Liz Truss today becomes Prime Minister of a country shaken by strikes. It’s not just the usual suspects such as train drivers: criminal lawyers, journalists, nurses, call center workers, engineers and garbage truck drivers are among those considering voting for the strike or have already done so.

The farm has promised to make strikes harder to disrupt, saying she will “not let our country be held to ransom by militant trade unionists”. But this answer seems more relevant for the 1970s than today. Much of the current bout of unrest is driven not by powerful union “barons” but from below, the result of a confluence of economic forces that cannot be magically eliminated with new rules on strikes.

The first is the impact of high inflation on people’s wages. Context is important. The arrival of double-digit inflation comes after a long period of stagnation in real wage growth in the UK (linked to the terrible productivity growth since the financial crisis). A pay cut in real terms is painful at the best of times, but harder to bear after a decade without a raise.

Unions say the result has been an explosion of workers. “Obviously we are going through a wave of fairly spontaneous wage activism,” says Martin Smith, organizing manager at the GMB union, who has never seen anything like it since he started working in unions in the 1990s.

“It explodes all around us. . . it really drives the union, rather than the other way around,” says Smith. Amazon warehouse workers, for example, staged unofficial canteen sit-ins in a series of locations to demand higher pay.

The diversity of those on strike is also telling, Smith says. “It indicates there is something deeper, it’s not just the garbage collectors in Littlehampton, it’s people from all walks of life who feel the same way.”

The unions that vote to strike have accomplished feats that are not normally possible. When staff at telecommunications company BT voted in June to strike for the first time in 35 years, what was most remarkable was the fact that many of them were call center workers who worked at home – generally an unstable and atomized workforce that is difficult for unions. reach.

The other economic factor is the tightness of the labor market. With an unemployment rate of just 3.8% and more than a million vacancies, workers are more confident to challenge their employers because they know they are in demand.

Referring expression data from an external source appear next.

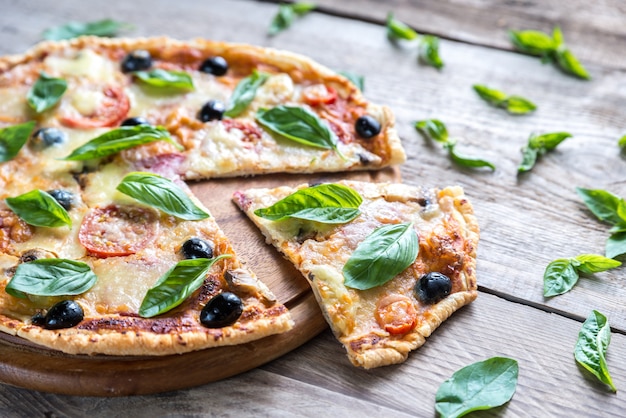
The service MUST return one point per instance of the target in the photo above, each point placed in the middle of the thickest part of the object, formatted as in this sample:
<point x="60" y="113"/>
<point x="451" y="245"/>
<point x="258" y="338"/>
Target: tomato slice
<point x="396" y="314"/>
<point x="111" y="112"/>
<point x="117" y="230"/>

Drivers in particular, from HGVs to garbage trucks, have benefited from labor shortages since Brexit and the pandemic. Last week, some garbage workers in Windsor won a 17% pay rise from Serco after a day-long strike.

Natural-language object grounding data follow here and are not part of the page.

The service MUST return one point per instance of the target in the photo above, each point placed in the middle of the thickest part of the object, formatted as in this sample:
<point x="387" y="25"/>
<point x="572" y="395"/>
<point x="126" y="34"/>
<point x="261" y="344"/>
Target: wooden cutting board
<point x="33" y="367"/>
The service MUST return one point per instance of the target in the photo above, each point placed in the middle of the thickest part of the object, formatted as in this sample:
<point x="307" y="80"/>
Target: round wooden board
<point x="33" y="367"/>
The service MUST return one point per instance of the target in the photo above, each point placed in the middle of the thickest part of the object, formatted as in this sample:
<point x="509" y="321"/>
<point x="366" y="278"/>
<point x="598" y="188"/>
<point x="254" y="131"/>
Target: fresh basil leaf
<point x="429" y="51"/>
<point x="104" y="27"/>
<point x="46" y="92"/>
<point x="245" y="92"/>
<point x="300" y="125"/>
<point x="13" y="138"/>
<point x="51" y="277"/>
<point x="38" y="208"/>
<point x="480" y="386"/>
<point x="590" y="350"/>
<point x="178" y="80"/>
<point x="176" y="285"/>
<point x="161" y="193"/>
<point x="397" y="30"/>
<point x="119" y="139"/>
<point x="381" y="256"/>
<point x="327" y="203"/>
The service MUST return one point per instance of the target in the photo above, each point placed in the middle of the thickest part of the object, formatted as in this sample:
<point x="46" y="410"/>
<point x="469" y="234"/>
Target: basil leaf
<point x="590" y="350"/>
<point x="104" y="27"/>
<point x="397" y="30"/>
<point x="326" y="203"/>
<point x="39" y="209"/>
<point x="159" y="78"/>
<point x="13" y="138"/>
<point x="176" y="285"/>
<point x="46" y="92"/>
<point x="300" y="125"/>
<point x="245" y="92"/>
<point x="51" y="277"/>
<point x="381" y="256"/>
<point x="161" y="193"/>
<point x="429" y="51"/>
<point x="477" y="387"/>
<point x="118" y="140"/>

Many investors in listed companies are taking a more pragmatic approach to industrial relations, says Tom Powdrill of shareholder advisory firm PIRC. “In the past, it would have been: ‘The unions are terrible, their demands are always outrageous’. Now there is a little more acceptance that there is going to be a battle and that some ground will have to be given.

In the public sector, where the government has offered an average 5% pay rise to 2.5 million workers, qualified staff, from teachers to nurses, also know they are in short supply. In the latest NHS staff survey, which received more than 600,000 responses, only 27% said there were enough workers in their organization to do their jobs properly. In education, a survey by the Head Teachers’ Union found that 95% of respondents reported recruitment difficulties in July, with almost half saying the problem was “serious”.

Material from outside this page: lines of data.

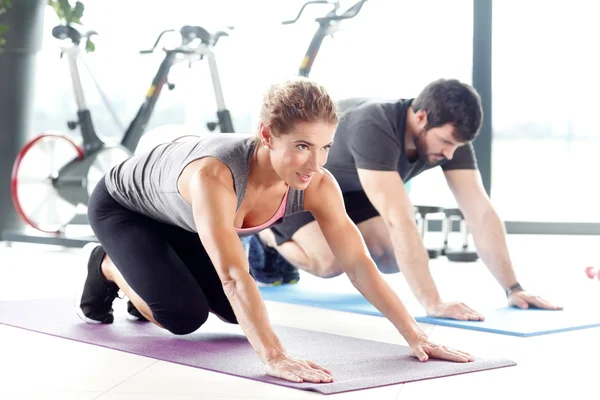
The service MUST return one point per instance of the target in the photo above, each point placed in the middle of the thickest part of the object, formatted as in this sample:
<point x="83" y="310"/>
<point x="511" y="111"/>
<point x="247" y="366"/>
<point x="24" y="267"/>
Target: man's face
<point x="437" y="144"/>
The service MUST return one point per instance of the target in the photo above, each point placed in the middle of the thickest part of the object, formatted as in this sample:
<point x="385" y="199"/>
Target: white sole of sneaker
<point x="86" y="251"/>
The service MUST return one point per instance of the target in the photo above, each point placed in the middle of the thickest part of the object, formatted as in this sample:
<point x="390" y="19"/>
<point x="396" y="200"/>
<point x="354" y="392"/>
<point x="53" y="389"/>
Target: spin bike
<point x="328" y="25"/>
<point x="52" y="174"/>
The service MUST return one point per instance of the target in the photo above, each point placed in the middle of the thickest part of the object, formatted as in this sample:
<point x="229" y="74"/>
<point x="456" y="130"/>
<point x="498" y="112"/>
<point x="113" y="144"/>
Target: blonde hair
<point x="296" y="100"/>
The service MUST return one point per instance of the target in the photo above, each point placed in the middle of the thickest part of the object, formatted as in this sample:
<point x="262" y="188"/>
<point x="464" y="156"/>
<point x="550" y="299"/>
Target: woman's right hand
<point x="423" y="349"/>
<point x="297" y="370"/>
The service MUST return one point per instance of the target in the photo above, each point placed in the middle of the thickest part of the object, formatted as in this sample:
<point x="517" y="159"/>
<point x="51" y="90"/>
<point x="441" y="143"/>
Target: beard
<point x="423" y="149"/>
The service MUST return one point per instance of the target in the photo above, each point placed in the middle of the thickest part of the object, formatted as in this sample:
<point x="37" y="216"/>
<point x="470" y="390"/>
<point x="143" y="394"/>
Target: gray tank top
<point x="147" y="182"/>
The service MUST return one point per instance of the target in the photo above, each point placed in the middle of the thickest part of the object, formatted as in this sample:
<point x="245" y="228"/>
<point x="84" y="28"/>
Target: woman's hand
<point x="297" y="370"/>
<point x="423" y="349"/>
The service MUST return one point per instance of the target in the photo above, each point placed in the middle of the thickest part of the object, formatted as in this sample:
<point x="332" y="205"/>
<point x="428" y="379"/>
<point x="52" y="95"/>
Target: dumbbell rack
<point x="463" y="254"/>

New rules to make it harder for unions to call strikes would do nothing to solve the public sector’s fundamental recruitment and retention problems. It is also unclear whether the general public would support a union crackdown. An internal TUC poll suggests public support for strikes this year has been stronger than usual, particularly for essential staff who have worked during the pandemic.

The focus of these strikes on wages is easier to convey: anyone can understand why someone would want a pay rise when inflation is over 10%. Strikes for layoffs or changes to work patterns often elicit less sympathy. On the other hand, the public may well turn against strikes if they begin to disrupt such vital things as education and health care.

Either way, it’s time for Truss to put the 1970s aside and look at what’s really happening in 2022. Love unions or hate them, social unrest in the UK this year is the symptom , rather than the cause, of the economy’s problems.